The list of filler products that are commercially available outside of the USA is protean. While admittedly many of these are refinements of existing technologies (better cross-linking, different particle size, combined with anesthetic, etc.), many are new classes of products that are different from those currently available in the USA (Fig. 2.4), e.g. polyacrylamide gels, cross-linked dextran, carboxymethylcellulose, hypromellose, etc. There are over 200 commercial products outside the USA. But we would predict that we shall see fillers moving beyond the traditional concept of inert medical devices into the realm of true biologicals: materials that will improve the texture, elasticity, radiance, and possibly color, of the skin itself. Just as the last 40 years has been the movement from two to three dimensions, the next two decades will see movement from the macro- to the microlevel and fillers will become systems for active metabolic manipulation and protection of the aging skin. The challenge for us as clinicians will be to sort through the hype and be able to choose the products that will offer the balance of risk and benefit.
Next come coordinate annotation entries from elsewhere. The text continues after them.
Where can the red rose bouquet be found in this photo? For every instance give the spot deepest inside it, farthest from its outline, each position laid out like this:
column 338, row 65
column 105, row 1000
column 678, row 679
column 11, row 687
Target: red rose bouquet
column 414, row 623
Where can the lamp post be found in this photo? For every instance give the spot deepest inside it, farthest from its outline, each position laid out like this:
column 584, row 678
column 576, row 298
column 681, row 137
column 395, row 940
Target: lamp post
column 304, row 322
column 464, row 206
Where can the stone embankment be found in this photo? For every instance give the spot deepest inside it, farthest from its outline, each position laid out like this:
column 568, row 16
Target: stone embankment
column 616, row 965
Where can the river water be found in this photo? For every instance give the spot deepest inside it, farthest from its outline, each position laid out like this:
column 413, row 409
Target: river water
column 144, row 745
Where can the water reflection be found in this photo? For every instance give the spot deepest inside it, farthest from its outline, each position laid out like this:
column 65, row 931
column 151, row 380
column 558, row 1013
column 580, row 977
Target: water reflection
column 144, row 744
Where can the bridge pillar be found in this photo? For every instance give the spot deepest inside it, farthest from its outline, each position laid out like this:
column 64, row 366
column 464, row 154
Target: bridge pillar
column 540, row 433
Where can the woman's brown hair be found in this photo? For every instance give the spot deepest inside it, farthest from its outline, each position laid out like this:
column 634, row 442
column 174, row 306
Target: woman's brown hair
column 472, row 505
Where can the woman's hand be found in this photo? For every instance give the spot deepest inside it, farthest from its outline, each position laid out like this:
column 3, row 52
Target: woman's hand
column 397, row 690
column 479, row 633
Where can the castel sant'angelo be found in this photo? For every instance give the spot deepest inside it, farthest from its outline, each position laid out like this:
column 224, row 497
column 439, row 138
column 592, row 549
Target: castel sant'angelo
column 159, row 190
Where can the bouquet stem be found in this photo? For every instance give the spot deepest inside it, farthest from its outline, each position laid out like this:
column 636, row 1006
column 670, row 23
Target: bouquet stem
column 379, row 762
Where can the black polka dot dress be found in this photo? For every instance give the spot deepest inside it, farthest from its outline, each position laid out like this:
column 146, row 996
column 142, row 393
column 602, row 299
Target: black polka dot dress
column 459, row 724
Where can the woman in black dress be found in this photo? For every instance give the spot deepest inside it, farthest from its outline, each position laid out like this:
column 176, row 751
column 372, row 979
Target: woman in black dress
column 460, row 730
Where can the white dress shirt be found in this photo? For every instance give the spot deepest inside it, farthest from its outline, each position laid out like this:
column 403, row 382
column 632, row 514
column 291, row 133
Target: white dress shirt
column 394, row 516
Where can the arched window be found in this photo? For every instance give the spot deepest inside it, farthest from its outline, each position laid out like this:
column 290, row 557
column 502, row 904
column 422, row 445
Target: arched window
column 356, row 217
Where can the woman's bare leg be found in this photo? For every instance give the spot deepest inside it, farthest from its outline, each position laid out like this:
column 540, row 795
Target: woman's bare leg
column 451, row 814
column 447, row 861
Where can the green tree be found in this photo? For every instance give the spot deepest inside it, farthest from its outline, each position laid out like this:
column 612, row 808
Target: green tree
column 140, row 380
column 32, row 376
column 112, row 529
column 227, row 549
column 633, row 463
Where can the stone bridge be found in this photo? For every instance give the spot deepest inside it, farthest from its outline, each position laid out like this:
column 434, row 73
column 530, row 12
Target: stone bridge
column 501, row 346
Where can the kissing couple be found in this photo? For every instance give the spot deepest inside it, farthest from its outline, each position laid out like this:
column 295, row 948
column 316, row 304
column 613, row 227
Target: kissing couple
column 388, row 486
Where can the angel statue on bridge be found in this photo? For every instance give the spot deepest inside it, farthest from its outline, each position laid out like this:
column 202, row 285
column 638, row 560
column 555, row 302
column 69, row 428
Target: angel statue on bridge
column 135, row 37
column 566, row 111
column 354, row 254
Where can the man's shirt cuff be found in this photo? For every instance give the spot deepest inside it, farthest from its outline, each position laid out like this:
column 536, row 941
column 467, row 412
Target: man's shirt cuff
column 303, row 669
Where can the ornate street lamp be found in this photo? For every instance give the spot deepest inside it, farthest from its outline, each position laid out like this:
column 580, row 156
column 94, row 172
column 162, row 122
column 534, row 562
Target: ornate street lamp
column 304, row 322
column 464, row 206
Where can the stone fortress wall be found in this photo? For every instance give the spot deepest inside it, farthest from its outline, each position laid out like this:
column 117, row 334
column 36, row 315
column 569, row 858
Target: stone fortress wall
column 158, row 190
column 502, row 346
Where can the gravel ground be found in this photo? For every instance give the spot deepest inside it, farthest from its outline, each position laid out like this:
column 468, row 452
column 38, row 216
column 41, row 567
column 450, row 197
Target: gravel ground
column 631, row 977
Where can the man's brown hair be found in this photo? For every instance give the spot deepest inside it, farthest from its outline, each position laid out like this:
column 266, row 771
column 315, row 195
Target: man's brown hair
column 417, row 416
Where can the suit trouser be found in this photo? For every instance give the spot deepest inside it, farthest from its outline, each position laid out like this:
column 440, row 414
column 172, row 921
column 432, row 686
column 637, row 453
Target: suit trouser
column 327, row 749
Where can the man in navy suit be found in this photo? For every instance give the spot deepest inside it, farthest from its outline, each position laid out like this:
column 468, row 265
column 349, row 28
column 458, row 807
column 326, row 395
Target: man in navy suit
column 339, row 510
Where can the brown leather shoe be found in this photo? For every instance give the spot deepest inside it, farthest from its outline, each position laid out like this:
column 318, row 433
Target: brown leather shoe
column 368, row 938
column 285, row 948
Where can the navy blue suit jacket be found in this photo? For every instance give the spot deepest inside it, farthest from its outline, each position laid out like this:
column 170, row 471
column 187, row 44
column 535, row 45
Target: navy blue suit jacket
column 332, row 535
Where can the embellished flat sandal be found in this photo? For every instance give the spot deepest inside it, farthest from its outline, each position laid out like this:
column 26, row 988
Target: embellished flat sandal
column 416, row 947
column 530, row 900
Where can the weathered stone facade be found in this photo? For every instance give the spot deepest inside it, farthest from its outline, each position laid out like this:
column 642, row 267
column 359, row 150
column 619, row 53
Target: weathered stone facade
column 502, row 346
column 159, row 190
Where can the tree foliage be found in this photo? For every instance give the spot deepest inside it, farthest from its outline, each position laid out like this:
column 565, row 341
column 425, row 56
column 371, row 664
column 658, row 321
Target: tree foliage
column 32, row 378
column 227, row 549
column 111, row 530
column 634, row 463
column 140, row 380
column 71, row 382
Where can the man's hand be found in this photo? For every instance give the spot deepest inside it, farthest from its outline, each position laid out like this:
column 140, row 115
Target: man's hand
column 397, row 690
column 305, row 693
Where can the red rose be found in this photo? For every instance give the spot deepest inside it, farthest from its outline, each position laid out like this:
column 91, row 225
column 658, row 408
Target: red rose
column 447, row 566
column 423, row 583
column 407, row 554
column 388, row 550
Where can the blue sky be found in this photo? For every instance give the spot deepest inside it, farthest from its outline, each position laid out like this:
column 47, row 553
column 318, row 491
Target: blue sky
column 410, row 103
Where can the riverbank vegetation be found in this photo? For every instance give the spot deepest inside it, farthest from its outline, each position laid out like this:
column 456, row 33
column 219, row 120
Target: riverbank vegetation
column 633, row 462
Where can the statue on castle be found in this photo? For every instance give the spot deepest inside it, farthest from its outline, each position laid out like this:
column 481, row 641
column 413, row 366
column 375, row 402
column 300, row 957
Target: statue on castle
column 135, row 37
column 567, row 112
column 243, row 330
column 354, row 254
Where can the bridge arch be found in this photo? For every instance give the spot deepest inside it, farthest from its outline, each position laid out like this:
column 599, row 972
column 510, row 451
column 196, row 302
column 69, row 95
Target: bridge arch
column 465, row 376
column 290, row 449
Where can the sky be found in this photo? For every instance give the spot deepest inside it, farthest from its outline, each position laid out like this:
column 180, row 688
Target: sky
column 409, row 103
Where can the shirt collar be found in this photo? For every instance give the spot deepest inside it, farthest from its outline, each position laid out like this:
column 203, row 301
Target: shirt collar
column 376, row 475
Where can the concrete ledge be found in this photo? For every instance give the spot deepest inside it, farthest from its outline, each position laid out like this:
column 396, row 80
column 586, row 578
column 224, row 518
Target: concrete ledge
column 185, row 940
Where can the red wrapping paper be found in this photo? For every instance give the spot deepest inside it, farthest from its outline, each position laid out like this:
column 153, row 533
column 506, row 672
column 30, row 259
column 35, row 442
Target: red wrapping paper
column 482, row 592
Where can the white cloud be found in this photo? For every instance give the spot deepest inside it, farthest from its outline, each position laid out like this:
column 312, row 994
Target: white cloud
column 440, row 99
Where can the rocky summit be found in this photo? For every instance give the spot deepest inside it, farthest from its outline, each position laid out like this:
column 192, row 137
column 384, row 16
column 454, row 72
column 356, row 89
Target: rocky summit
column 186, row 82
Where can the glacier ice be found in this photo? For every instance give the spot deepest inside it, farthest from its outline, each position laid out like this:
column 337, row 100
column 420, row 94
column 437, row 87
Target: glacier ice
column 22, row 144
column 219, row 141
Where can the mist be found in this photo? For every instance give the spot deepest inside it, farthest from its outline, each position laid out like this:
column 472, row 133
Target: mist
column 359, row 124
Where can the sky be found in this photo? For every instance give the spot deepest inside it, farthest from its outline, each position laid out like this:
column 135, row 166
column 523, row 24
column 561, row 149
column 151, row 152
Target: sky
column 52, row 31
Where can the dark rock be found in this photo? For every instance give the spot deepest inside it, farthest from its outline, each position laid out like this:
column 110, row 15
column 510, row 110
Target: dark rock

Given the preternatural attraction of the public for the newest and the greatest, we will have our work cut out for us.

Figure 2.4 Examples of only two products pursuing FDA approval: the first is a polyacrylamide gel, Aquamid^®, which is a permanent injectable gel implant; the second, Ellansé^®, contains polycaprolactone smooth microspheres suspended in an aqueous carboxymethylcellulose gel vehicle. There will be many more fillers pursuing approval in the US market, to be sure.